Les jugements de valeur, et leurs dimensions moralisatrices, sont de moins en moins bien acceptés lorsqu'ils sont proférés par une personne en position d'autorité.

Le commentaire du Président de la République destiné à  la septuagénaire blessée lors d'une manifestation à Nice a provoqué l'ire des réseaux sociaux. Pourtant cette femme âgée participait à une manifestation interdite et elle était présente au moment de la charge des CRS, alors que ceux-ci avaient procédé aux sommations d'usage.

 

Encourager à la sagesse pouvait simplement sembler énoncer une vision de bon sens. Mais les réactions aux propos d'Emmanuel Macron témoignent d'un rapport à la hiérarchie et à la verticalité de plus en plus mal vécue par le corps social.

C'est évidemment une question de premier plan dans l'entreprise. La verticalité y est structurelle et indispensable ; la subordination est au coeur du contrat de travail. C'est notamment ce qui différencie un salarié d'un indépendant. Pour autant, l'autorité n'est pas systématiquement contestée dans l'entreprise . Elle est reconnue lorsqu'elle correspond à une compétence et qu'elle s'exerce avec respect. Mais le fait d'utiliser sa position d'autorité pour faire la leçon est mal supporté. Les jugements de valeur, et leurs dimensions moralisatrices, sont de moins en moins bien acceptés lorsqu'ils sont proférés par une personne en position d'autorité. C'est exactement comme cela qu'ont été perçus les propos du Président de la République.

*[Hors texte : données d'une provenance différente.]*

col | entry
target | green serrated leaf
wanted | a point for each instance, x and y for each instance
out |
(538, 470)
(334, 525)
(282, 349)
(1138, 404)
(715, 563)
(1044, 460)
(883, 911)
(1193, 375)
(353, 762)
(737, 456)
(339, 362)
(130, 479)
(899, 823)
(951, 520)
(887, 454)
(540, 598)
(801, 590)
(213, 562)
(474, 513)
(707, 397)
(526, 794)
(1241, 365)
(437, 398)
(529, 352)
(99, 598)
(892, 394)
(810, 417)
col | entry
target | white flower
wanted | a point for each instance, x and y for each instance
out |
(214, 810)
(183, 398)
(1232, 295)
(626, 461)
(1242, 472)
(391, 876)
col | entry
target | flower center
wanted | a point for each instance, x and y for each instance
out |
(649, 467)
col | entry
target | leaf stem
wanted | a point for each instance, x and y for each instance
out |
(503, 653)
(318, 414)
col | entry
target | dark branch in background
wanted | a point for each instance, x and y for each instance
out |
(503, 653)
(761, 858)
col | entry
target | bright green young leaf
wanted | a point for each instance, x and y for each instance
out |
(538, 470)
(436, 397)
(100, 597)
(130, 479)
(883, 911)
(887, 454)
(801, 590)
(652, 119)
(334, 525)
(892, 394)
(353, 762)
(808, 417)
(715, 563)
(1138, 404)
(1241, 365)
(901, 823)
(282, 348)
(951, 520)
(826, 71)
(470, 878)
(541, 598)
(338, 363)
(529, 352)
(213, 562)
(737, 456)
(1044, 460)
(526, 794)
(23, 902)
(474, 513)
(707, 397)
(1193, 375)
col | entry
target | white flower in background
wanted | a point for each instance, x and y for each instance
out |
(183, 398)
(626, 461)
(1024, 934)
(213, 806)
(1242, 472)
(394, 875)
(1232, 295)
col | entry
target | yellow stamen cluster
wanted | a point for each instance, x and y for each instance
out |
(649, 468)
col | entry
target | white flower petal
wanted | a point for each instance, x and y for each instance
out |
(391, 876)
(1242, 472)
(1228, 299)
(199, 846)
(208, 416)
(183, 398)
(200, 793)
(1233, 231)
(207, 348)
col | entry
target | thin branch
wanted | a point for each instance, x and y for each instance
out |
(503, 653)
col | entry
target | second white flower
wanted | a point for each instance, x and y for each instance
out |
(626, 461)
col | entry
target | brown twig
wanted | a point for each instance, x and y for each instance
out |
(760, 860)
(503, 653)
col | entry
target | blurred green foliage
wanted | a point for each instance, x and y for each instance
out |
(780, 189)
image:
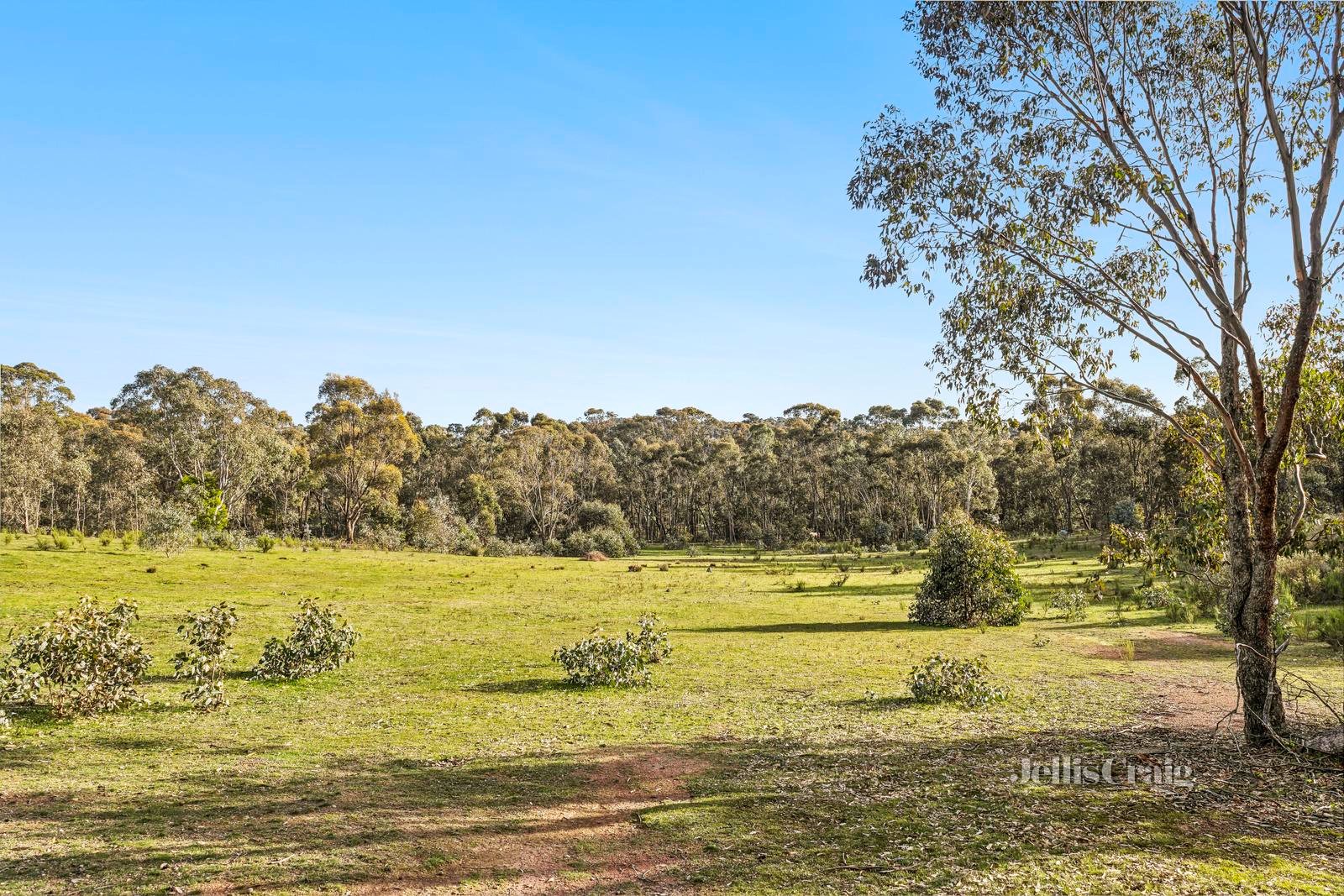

Ceci n'est pas un feedback

Il faut faire la différence entre « faire la leçon » et «  faire un feedback ». Dans le premier cas, on qualifie ce qu'a fait l'autre et on lui dit ce qu'il doit, ou ne doit plus, faire. La démarche est souvent très tentante et, lorsqu'on y cède, elle procure un soulagement. Dans le second cas, on part d'un constat et on aide l'interlocuteur à s'interroger. C'est alors à celui-ci d'en tirer les conclusions. C'est à lui de définir ce sur quoi il souhaite éventuellement changer ou évoluer.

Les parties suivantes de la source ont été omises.